Karena merasa tertekan, AKP Malaungi disebut sempat menceritakan persoalan itu kepada istrinya.

“Kalau tidak dipenuhi, klien kami terancam dicopot dari jabatan dan diparkir di lapangan Bhara Daksa Polda NTB,” ujar Asmuni.

Bandar Tawarkan Bantuan

Asmuni mengatakan, dalam situasi tersebut, Koko Erwin lebih dulu menghubungi AKP Malaungi dan menawarkan bantuan dana dengan syarat dapat mengedarkan sabu di Kota Bima.

Tawaran itu kemudian diteruskan kepada AKBP Didik. Menurut Asmuni, kliennya mendapat arahan dari pimpinan terkait cara menjalankannya.

Koko Erwin disebut bersedia menyiapkan uang Rp 1,8 miliar sesuai harga mobil Alphard terbaru, dengan syarat bisnis sabunya tidak diganggu.

Sebagai tanda jadi, AKP Malaungi meminta uang muka Rp 200 juta. Dana tersebut dikirim melalui transfer ke rekening atas nama Dewi Purnamasari, lalu berlanjut hingga total Rp 1 miliar.

Serah Terima dan Sabu 488 Gram

Asmuni menyebut proses transfer hingga penyerahan uang tunai dikabarkan secara intensif kepada AKBP Didik.
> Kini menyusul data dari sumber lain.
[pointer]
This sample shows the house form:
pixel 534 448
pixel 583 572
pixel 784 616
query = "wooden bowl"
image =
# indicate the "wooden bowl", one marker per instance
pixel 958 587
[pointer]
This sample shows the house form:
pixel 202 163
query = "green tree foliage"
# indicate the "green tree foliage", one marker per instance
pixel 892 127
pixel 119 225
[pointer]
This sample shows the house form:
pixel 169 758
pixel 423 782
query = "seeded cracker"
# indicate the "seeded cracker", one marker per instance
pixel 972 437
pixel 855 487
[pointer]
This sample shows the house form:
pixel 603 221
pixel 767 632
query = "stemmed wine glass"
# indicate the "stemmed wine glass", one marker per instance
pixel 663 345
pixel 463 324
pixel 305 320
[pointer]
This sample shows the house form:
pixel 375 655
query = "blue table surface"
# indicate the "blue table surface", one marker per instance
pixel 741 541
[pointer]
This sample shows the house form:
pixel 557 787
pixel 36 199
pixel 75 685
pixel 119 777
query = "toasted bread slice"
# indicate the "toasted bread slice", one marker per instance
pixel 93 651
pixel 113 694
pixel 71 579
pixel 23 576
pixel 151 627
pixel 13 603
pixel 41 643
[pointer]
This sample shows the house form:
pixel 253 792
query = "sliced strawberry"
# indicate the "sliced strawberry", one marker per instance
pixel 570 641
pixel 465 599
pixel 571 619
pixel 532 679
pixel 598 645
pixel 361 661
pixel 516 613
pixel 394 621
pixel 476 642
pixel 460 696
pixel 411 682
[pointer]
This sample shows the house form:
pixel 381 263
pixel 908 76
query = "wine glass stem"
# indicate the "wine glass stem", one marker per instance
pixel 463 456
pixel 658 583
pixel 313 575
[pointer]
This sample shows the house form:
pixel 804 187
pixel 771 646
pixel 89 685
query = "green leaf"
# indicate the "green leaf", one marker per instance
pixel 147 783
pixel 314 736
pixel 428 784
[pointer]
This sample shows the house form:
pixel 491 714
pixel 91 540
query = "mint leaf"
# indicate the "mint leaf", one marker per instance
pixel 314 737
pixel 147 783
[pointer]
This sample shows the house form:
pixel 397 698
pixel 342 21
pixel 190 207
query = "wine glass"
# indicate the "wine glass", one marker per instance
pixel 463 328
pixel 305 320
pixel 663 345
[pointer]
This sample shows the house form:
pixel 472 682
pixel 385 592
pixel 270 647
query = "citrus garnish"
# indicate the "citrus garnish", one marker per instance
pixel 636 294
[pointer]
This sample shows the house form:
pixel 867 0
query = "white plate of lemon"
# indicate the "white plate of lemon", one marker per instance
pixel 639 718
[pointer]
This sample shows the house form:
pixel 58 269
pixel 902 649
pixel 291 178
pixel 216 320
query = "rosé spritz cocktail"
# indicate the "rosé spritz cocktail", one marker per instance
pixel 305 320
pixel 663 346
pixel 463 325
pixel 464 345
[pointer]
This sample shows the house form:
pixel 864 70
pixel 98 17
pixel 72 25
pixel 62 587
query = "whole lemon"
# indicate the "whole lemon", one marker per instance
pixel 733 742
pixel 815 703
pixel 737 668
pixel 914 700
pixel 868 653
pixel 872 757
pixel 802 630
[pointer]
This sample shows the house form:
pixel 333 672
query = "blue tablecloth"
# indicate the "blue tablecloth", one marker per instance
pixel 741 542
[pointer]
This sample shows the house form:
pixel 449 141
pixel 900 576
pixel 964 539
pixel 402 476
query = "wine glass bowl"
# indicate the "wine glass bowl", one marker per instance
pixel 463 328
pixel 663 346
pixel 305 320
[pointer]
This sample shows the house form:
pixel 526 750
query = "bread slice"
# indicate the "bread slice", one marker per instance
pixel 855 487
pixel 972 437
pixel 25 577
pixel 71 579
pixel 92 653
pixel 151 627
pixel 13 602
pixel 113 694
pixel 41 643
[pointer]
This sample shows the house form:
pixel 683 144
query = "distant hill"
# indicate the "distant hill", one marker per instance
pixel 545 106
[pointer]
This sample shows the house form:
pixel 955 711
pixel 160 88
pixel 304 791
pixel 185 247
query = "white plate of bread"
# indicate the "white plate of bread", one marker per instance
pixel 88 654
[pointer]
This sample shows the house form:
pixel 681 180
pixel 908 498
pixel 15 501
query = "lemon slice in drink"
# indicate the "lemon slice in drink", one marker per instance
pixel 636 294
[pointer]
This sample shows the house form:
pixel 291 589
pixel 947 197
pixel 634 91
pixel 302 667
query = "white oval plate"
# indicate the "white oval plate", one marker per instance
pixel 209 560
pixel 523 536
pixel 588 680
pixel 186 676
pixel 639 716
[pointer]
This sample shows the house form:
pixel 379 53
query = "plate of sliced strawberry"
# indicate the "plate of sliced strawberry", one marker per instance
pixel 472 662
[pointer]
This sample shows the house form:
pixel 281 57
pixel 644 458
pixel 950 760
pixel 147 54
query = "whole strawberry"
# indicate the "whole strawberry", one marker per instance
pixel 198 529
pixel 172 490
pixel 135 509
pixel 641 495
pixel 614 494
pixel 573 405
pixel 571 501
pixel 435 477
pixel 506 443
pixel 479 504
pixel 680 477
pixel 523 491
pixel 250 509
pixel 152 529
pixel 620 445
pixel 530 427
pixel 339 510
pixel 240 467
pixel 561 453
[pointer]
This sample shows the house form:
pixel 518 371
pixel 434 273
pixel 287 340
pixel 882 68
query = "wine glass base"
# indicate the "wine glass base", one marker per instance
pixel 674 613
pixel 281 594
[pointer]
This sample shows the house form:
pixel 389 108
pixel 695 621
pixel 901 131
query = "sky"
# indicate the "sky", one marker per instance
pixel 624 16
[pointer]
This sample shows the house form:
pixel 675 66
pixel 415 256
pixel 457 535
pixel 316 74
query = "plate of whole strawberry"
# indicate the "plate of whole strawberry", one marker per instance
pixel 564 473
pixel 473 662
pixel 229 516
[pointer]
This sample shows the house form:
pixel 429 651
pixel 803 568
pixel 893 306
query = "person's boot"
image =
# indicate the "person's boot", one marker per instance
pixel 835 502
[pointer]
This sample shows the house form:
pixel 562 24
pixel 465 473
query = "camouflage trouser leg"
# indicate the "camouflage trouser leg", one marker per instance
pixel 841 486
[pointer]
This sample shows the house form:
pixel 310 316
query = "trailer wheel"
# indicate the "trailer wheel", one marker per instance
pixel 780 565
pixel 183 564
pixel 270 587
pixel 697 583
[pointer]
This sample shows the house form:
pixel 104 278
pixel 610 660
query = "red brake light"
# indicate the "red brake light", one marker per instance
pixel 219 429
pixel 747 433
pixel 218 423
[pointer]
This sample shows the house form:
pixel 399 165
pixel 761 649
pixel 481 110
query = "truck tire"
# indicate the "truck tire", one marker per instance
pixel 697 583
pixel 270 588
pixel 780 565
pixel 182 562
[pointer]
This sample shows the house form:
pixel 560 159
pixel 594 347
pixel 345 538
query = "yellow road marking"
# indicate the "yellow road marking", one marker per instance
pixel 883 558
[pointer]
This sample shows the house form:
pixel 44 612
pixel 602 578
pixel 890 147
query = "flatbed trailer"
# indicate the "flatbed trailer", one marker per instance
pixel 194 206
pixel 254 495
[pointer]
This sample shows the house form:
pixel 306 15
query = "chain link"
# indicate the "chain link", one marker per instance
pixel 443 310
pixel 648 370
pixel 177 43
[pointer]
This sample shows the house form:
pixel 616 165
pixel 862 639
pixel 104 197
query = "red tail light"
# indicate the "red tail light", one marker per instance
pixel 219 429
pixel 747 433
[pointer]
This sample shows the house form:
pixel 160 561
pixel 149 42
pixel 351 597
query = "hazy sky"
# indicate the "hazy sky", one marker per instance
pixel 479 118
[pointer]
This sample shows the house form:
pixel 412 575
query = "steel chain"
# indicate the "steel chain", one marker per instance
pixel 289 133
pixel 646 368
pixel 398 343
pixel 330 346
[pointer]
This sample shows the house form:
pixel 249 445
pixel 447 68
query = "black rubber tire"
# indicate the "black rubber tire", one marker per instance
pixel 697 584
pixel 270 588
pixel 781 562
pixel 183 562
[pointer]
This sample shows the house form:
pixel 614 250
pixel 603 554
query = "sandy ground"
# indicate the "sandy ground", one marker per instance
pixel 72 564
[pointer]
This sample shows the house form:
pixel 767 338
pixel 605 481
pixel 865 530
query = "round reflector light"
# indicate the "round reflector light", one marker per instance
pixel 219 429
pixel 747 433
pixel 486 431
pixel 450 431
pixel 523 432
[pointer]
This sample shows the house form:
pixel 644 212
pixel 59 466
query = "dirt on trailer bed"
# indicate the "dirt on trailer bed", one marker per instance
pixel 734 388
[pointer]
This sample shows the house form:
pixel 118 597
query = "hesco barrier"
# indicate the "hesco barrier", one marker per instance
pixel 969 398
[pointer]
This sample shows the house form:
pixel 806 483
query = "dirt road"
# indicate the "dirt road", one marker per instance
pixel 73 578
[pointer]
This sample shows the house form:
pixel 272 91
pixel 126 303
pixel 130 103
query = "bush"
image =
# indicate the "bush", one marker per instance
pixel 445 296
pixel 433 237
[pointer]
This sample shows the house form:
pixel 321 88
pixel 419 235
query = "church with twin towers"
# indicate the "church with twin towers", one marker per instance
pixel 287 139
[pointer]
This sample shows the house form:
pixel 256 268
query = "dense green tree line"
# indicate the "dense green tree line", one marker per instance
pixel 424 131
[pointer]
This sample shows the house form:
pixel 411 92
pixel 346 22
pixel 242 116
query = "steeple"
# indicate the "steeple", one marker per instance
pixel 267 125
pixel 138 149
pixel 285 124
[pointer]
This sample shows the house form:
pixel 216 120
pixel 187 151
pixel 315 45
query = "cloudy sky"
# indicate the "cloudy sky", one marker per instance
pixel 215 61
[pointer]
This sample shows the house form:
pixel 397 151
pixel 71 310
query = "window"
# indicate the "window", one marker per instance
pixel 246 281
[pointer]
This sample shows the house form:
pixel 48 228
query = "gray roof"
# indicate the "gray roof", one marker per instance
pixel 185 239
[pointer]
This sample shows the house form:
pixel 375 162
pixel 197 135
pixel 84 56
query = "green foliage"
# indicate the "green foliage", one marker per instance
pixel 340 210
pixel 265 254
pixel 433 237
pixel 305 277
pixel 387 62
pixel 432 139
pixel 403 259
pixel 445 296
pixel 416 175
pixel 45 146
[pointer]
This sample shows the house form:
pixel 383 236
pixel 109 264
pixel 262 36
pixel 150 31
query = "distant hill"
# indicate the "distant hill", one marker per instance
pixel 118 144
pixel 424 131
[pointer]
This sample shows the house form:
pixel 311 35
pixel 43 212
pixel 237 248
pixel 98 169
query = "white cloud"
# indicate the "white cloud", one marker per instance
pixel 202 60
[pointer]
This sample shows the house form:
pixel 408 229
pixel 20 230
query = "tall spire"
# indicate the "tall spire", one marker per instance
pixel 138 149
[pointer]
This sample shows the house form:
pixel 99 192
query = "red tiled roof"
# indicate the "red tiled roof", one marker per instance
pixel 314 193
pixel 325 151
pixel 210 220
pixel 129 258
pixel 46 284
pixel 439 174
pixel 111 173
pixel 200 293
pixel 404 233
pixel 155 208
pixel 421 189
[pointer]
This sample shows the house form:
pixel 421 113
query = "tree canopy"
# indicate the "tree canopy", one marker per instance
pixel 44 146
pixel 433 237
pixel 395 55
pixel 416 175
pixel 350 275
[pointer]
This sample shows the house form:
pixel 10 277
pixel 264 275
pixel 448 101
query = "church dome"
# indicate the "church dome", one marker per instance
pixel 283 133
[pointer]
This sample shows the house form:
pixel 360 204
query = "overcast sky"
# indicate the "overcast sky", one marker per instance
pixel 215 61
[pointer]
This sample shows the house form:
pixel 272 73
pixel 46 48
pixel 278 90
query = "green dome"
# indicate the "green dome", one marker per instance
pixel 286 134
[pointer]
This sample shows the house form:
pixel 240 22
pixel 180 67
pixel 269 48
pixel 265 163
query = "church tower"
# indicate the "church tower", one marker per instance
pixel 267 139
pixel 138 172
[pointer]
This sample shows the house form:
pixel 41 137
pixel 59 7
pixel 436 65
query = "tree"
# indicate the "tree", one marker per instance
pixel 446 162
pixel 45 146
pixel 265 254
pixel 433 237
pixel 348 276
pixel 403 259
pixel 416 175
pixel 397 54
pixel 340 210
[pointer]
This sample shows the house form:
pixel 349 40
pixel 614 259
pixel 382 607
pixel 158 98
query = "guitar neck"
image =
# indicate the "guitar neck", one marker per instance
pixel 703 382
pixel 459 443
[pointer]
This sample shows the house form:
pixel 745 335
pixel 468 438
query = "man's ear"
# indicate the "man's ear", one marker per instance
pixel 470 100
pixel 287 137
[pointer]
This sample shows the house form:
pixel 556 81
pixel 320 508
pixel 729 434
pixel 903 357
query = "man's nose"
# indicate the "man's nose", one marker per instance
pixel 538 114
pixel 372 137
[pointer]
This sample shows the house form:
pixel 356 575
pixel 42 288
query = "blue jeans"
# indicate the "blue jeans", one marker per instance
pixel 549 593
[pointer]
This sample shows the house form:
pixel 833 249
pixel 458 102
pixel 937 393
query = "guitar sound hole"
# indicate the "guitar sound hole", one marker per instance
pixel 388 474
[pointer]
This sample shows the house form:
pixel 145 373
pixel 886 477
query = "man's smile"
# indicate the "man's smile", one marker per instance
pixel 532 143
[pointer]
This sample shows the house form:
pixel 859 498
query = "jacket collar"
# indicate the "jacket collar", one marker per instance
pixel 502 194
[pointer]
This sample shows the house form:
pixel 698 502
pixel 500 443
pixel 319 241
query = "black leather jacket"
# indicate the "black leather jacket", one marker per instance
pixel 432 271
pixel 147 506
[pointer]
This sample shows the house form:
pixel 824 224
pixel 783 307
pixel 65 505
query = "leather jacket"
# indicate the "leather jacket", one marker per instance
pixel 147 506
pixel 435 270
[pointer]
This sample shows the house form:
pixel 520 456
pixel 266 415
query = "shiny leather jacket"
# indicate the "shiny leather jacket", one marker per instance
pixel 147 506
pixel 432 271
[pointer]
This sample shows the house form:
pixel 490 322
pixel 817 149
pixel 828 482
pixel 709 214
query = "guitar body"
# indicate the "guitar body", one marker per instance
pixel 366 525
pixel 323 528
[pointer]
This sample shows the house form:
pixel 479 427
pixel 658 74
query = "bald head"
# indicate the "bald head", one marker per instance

Setelah penyerahan Rp 1 miliar, Koko Erwin mengajak AKP Malaungi bertemu di Hotel Marina Inn, Kota Bima. Dalam pertemuan itu, AKP Malaungi disebut menerima 488 gram sabu.

“Barang itu hanya dititipkan, bukan untuk diedarkan. Jika sisa Rp 800 juta dikirim, baru sabu itu akan diambil untuk diedarkan,” ujar Asmuni.

Ia menegaskan seluruh keterangan tersebut telah dituangkan dalam berita acara pemeriksaan (BAP) di Direktorat Reserse Narkoba Polda NTB. Bukti yang disertakan antara lain percakapan WhatsApp, bukti transfer, hingga rekaman CCTV hotel.

Hingga berita ini ditulis, belum ada keterangan resmi dari pihak AKBP Didik Putra Kuncoro terkait tudingan tersebut.